There are other β3-AR agonists in the pipeline, but none has yet been licensed for the management of OAB. A highly selective β3-AR agonist (solabegron) has been studied in a clinical proof-of-concept multicentre randomised, double blind, placebo-controlled trial. It significantly reduced the symptoms of OAB in women with moderate to severe OAB. Solabegron was safe, well tolerated, and did not demonstrate significant differences in adverse events as compared with placebo [46]. Solabegron is about to enter phase III clinical studies in the EU and the USA.

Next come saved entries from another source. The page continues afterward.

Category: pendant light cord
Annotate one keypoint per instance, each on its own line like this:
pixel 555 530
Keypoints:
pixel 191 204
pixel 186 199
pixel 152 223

Ritobegron is another agent with promising in vitro and in vivo animal data [47]. A phase III randomised, double blind, placebo controlled study of ritobegron in patients with OAB has been initiated and completed [48]. This 12-week study recruited 750 patients to assess change from baseline in the mean number of micturitions per 24 h as the primary outcome measure. Change from baseline in the mean number of urgency episodes per 24 h and change from baseline in the mean number of incontinence episodes per 24 h were secondary outcome measures. The results of this study have not been published, but a press release by the pharmaceutical company stated that preliminary analysis indicated that the study’s primary efficacy endpoint was not met [49]. MK-4618 and MK-0634 (by Merck Sharp & Dohme) are potent and selective β3-AR agonists under development in phase I–II proof-of-concept trials (11/LO/0679, NCT01500382, NCT01314872, NCT00231790), while TRK-380 and AJ-9677 are currently under preclinical evaluation [50].

4 Conclusions

OAB is a common and distressing condition that is known to have a significant effect on quality of life. Muscarinic receptor antagonists have been the standard first-line drug therapy for OAB. Overall, mirabegron is an efficacious, safe and well tolerated new treatment. It may represent a revolution in the treatment of OAB due to its different mechanism of action and favourable tolerability profile compared with the antimuscarinic agents. Comparative trials of mirabegron versus antimuscarinics that are in current use for the treatment of OAB would be of considerable interest. However, the available data do not allow us to identify the most appropriate role for the drug as either first- or second-line therapy after antimuscarinics, and randomised controlled trials aiming at identifying the best sequences of treatments in different populations are eagerly awaited. The availability for the first time of a second class of oral drug may open the door to the combination of mirabegron and an antimuscarinic, α-blocker or other established treatments for OAB. These strategies may provide an attractive therapeutic approach to maximise efficacy and minimise the side effect burden. Development of other β3-AR agonists is expected, but currently there no other agents with license for treatment of OAB.